Usually, I’m nervous, but HARD had me a little bit more nervous. There were so many different factors, including some serious competition on the other stages. The second thing was: I live in Los Angeles, so there’s a lot of friends and people I hang out with that come to see me. It becomes more personal. The third thing was: HARD was the first time Getter and I did a [back-to-back set], and it was on a big festival stage. We didn’t practice on a small festival stage. We went straight into headlining that stage. We wanted to practice and go over things, but we are both extremely busy. I was in Europe for two months before that show, so we couldn’t really hang out and work on it. Although we are really close friends, I wish we had more time to just chill. But all and all it was super fun.
It’s like dogs. [laughs] I’m not very picky. I just love working with other people. Every singer is like a new instrument. They sound different. They bring something else to the table, so any collab for me is blessed. Whether it’s the biggest artist in the world or someone who just got his name, you can learn or do something with anyone. There’s a very small list of people that I wouldn’t work with, and I’m also not the type of person to throw shade. I’m not going to mention anyone, but in general, most people are more than welcome.
With dubstep going back into the underground, do you feel you have to change your sound?
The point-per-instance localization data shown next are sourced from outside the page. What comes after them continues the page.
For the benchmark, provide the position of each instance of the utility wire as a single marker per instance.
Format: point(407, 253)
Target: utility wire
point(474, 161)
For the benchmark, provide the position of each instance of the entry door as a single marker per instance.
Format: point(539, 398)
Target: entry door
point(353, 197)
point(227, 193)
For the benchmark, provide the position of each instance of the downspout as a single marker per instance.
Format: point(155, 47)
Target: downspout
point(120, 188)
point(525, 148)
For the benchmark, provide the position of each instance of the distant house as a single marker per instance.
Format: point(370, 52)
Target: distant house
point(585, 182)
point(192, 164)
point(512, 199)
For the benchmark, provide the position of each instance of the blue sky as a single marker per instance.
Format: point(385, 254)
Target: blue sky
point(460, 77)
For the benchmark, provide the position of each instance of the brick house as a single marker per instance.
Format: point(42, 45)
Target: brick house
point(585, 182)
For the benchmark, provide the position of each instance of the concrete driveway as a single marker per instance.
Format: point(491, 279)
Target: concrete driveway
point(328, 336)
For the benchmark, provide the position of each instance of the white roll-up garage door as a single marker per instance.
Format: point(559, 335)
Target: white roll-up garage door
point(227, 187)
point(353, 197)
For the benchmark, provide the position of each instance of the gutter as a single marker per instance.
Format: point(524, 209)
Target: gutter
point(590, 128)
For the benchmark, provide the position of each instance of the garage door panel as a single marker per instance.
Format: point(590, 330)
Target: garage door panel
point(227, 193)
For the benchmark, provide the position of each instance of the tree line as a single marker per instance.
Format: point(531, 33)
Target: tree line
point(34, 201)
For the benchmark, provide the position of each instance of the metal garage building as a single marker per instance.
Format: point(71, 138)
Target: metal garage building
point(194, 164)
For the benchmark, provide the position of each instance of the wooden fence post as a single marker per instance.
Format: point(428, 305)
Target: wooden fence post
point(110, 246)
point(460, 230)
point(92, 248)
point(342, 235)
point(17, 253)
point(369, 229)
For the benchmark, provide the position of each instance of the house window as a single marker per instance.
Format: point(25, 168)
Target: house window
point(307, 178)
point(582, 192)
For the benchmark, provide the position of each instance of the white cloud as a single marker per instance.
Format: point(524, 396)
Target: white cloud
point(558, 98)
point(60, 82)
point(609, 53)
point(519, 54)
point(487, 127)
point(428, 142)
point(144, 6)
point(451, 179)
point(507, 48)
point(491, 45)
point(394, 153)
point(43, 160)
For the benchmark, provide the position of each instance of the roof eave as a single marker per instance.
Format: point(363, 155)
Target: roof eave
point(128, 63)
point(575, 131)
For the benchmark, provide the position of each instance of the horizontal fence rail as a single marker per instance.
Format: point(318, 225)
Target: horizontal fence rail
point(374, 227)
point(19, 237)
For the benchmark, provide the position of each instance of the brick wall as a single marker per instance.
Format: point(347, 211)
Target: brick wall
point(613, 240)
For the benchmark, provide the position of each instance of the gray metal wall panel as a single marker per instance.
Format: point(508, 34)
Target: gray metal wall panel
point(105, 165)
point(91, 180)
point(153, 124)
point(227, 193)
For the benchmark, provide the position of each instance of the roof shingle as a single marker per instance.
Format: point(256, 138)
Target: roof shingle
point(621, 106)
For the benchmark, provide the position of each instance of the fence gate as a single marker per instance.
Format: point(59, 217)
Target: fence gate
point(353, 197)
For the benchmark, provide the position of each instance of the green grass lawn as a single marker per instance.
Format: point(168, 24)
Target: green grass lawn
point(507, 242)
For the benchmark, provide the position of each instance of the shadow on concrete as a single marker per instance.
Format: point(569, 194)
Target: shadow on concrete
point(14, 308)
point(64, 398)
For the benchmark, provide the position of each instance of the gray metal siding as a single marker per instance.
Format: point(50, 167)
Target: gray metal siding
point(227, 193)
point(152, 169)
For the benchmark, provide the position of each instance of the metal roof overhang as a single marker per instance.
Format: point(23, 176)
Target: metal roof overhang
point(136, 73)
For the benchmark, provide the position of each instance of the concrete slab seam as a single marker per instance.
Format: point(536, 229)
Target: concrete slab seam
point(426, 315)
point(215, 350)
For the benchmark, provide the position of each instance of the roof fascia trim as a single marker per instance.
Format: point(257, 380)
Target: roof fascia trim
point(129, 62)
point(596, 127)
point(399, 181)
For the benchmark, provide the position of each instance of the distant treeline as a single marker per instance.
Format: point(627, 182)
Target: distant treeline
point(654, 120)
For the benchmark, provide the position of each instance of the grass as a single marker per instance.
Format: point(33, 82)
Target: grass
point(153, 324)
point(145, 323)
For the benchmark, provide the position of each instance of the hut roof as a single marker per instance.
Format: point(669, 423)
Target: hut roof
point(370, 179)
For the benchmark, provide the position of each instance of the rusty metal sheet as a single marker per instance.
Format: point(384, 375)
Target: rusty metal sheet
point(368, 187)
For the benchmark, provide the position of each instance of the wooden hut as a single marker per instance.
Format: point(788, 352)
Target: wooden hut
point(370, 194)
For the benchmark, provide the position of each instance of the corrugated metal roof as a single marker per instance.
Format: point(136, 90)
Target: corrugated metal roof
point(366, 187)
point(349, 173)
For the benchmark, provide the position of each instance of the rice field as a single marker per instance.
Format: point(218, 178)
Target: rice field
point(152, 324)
It really depends where you’re playing. It depends on the venue, the crowd, and the country. You have to know the crowd. Before the set, I do my homework. If it’s a Las Vegas show, obviously I’ll play way more commercial. If it’s a Borgore show, then I’ll probably play the harder stuff.
What are you playing in the club right now?
My sets are kind of funny. I play the popular stuff like Britney Spears mixed with the gnarliest riddim drops. I like to play a lot of hip-hop mixed with like riddim, but then all of a sudden I’ll play a super commercial Steve Aoki song from 2012. I just play party music, but with a strong spice.
Do you prefer playing clubs or festivals?
It really depends on the club and it really depends on the festival. Some festivals can have the biggest crowd, but they can be people who randomly went to a festival. It’s kind of annoying to play for them because they don’t know what they’re listening to. At the same time, you can play a festival, and the crowd is the best f#cking crowd in the world. That sh#t — it’s a crazy experience. Clubs are, for the most part, safer for the DJ to have fun and explore. But then again, you can end up on a built-in crowd night, and you have to play a little safer. I personally prefer to play to an open-minded crowd rather than a crowd where I need to play certain songs.
What’s your optimal setup when you perform?
I like to use four Pioneer CDJ-2000NXS into a Pioneer DJM-900NXS most of the time. I don’t really care about the mixer, as long as it’s a Pioneer. And then two microphones. I’ll usually have an idea of a set on the two middle CDJs — just like a general playlist. I’ll play my set and all of a sudden I’m like, “Okay, they like this type of music.” So I start pulling songs from playlists on the two CDJs on the ends.
What are three things you need in the studio?
A computer, speakers, and a MIDI keyboard. [laughs] Because it’s really difficult for me to write music without being able to play it. I’m not so much of a “draw it with the mouse” guy. I’m more of a “play it” type guy.
How has the music scene changed since you started?
It’s growing in crazy ways. When I started, there was more of a UK dubstep boom in Europe and Israel. Then it came [to the US] with Skrillex, it was like the biggest thing. Then there was the whole big room, Martin Garrix, and all that sh#t. Then it changed into pop: The Chainsmokers, Major Lazer, DJ Snake. Right now, we’re kind of waiting for the next wave. The electronic scene is chill because the music scene is mainly focused on SoundCloud hip-hop. As far as electronic music, it’s back in the underground. We will see what’s next.